All Cody events use Sourcegraph's new telemetry events framework. Events primarily comprise of:

  1. feature, a string denoting the feature that the event is associated with.
    1. All events must use a feature that starts with cody., for example cody.myFeature
    2. The feature name should not include the name of the extension, as that is already included in the event metadata.
  2. action, a string denoting the action on the feature that the event is associated with, typically a verb.
  3. parameters, which includes safe numeric metadata and unsafe arbitrarily-shaped privateMetadata.

Extensive additional context is added by the extension itself (e.g. extension name and version) and the Sourcegraph backend (e.g. feature flags and actor information), so the event should only provide metadata about the specific action. Learn more in events lifecycle.

// New events client
import { telemetryRecorder } from "@sourcegraph/cody-shared";

// Equivalent in the new instrumentatiom
telemetryRecorder.recordEvent("cody.fixup.apply", "succeeded", {
  metadata: {
    /**
     * metadata, exported by default, must be numeric.
     */
    lineCount: codeCount.lineCount,
    charCount: codeCount.charCount,
  },
  privateMetadata: {
    /**
     * privateMetadata is NOT exported by default, because it can accidentally
     * contain data considered sensitive. Export of privateMetadata can be
     * enabled serverside on an allowlist basis, but requires a Sourcegraph
     * release.
     *
     * Where possible, convert the data into a number representing a known
     * enumeration of categorized values instead, so that it can be included
     * in the exported-by-default metadata field instead.
     *
     * Learn more: https://sourcegraph.com/docs/dev/background-information/telemetry#sensitive-attributes
     */
    source,
  },
});

When events are recorded, telemetryRecorder will make sure the connected instance receives the event in the new framework, if the instance is 5.2.0 or later, or translated to the legacy event_logs format, if the instance is older.

  1. In instances 5.2.1 or later, the event will also be exported from the instance.

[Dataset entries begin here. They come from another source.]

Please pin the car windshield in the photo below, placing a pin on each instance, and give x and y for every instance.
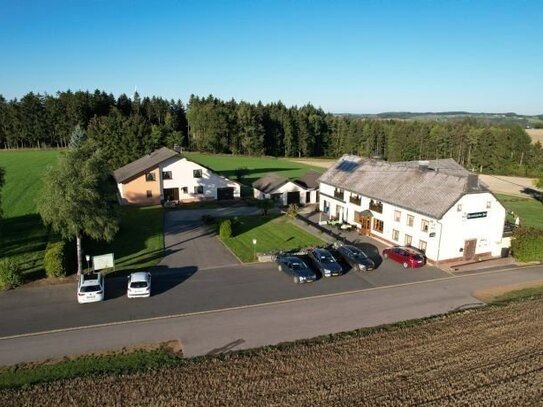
(138, 284)
(326, 259)
(359, 254)
(90, 288)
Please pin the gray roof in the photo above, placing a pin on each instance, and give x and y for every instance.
(432, 191)
(143, 164)
(269, 183)
(310, 180)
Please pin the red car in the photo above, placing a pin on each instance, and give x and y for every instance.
(408, 256)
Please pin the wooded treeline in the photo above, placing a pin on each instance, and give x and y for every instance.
(127, 128)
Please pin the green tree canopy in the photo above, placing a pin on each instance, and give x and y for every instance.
(78, 198)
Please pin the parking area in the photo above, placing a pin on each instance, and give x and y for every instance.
(197, 274)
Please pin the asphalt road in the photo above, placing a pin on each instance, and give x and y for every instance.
(257, 325)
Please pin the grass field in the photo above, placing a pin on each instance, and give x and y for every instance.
(272, 233)
(258, 166)
(529, 210)
(22, 234)
(138, 244)
(488, 356)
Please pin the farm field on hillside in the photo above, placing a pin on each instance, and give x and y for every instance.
(272, 234)
(257, 166)
(480, 357)
(529, 210)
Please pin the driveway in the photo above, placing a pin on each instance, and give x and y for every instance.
(191, 243)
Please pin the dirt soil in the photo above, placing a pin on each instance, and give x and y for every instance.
(536, 135)
(490, 356)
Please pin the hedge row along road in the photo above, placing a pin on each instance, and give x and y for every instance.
(477, 357)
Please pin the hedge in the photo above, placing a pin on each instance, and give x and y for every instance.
(527, 244)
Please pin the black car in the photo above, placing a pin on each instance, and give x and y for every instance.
(325, 262)
(296, 268)
(356, 257)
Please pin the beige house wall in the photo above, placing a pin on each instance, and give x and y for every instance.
(135, 191)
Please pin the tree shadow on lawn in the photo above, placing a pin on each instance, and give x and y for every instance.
(252, 174)
(163, 279)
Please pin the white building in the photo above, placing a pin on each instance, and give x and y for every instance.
(436, 206)
(165, 175)
(284, 192)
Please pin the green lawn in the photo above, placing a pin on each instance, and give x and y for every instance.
(258, 166)
(272, 233)
(140, 241)
(138, 244)
(529, 210)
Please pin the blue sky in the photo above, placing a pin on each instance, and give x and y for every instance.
(345, 56)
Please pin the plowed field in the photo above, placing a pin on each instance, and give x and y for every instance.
(480, 357)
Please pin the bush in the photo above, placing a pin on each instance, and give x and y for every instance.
(292, 211)
(10, 274)
(527, 244)
(56, 262)
(225, 229)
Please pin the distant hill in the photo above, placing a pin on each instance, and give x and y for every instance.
(509, 117)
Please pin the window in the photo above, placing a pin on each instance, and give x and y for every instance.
(422, 246)
(339, 194)
(424, 225)
(378, 225)
(376, 206)
(355, 199)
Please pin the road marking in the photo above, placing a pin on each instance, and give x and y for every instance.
(260, 305)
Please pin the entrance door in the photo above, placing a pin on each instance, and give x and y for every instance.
(225, 193)
(469, 249)
(365, 225)
(171, 194)
(293, 198)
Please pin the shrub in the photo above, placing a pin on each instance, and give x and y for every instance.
(225, 230)
(10, 274)
(527, 244)
(56, 261)
(292, 211)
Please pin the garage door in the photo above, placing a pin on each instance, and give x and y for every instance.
(293, 197)
(225, 193)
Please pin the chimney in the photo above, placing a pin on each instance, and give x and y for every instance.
(473, 182)
(423, 165)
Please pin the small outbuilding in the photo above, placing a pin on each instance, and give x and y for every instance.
(284, 192)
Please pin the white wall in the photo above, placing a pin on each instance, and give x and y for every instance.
(182, 176)
(455, 225)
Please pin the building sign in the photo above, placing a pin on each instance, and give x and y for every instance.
(476, 215)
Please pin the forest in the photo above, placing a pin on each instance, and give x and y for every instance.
(128, 127)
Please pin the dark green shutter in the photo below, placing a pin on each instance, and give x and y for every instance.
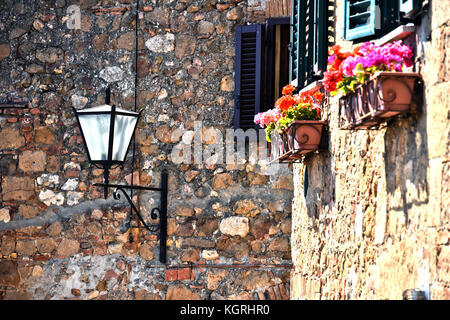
(361, 18)
(320, 40)
(409, 7)
(249, 57)
(309, 41)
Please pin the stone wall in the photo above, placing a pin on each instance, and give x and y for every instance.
(375, 219)
(228, 226)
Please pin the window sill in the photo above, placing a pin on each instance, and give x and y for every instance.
(398, 34)
(316, 85)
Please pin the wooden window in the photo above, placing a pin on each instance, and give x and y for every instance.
(409, 8)
(248, 74)
(261, 68)
(309, 41)
(361, 19)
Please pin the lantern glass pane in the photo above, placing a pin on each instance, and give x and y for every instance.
(123, 132)
(95, 129)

Allowed values for various fields are declared and tracked in lib/shared/src/telemetry-v2.

Token Counting

LLMs convert text input into tokens and apply limits and billing based on token counts. This is why token counts are important.

Principles

When counting tokens, follow these principles:

  • Express limits in tokens, not characters.

  • Apply limits after a model is chosen. An accurate token count depends on the specific tokenizer a model uses.

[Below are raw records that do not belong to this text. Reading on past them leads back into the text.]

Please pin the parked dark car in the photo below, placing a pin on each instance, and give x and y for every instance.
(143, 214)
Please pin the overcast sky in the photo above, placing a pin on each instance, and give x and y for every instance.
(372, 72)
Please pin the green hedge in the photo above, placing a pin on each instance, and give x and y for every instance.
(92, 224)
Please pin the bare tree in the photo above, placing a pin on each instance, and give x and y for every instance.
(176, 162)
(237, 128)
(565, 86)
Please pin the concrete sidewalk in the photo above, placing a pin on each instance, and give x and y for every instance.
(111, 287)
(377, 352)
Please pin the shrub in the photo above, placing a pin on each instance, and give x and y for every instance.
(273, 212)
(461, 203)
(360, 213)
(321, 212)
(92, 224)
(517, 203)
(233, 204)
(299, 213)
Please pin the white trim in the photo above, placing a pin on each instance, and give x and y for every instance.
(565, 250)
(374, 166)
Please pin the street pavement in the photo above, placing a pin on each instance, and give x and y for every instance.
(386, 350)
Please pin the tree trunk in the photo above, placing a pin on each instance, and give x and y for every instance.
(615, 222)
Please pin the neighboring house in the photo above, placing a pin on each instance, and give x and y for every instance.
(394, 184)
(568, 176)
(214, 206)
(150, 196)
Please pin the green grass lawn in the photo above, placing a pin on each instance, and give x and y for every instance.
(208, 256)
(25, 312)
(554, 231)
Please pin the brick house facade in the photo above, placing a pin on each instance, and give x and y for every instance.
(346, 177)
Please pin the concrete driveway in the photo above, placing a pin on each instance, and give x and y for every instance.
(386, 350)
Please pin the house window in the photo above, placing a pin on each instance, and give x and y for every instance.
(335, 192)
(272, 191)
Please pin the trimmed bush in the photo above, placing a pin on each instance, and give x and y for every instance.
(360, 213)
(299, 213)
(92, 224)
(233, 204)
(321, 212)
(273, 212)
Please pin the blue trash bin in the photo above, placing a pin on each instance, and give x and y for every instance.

  • When possible, count tokens after appending strings instead of counting tokens in each string and summing the counts. This produces a more accurate token count.

  • If accurate token counting becomes a performance bottleneck, reach out for help with algorithms to balance performance and accuracy.

Rationale

Different LLMs use different tokenizers, so the same string may produce different token counts in different models. Tokens can span multiple characters. Some characters can span multiple tokens.

This means accurate token counting is a function of the input string and the model's tokenizer:

countTokens(inputString, tokenizer) → number

Cody clients used a heuristic of "4 characters per token" and conservative token limits, but this heuristic can be off by a factor of 4x or more, for example, for Japanese.

By the way,

countTokens(s1, tok) + countTokens(s2, tok) &neq; countTokens(s1 + s2, tok)

In practice it is OK to assume token counts sum, but errors will accumulate the more strings you append.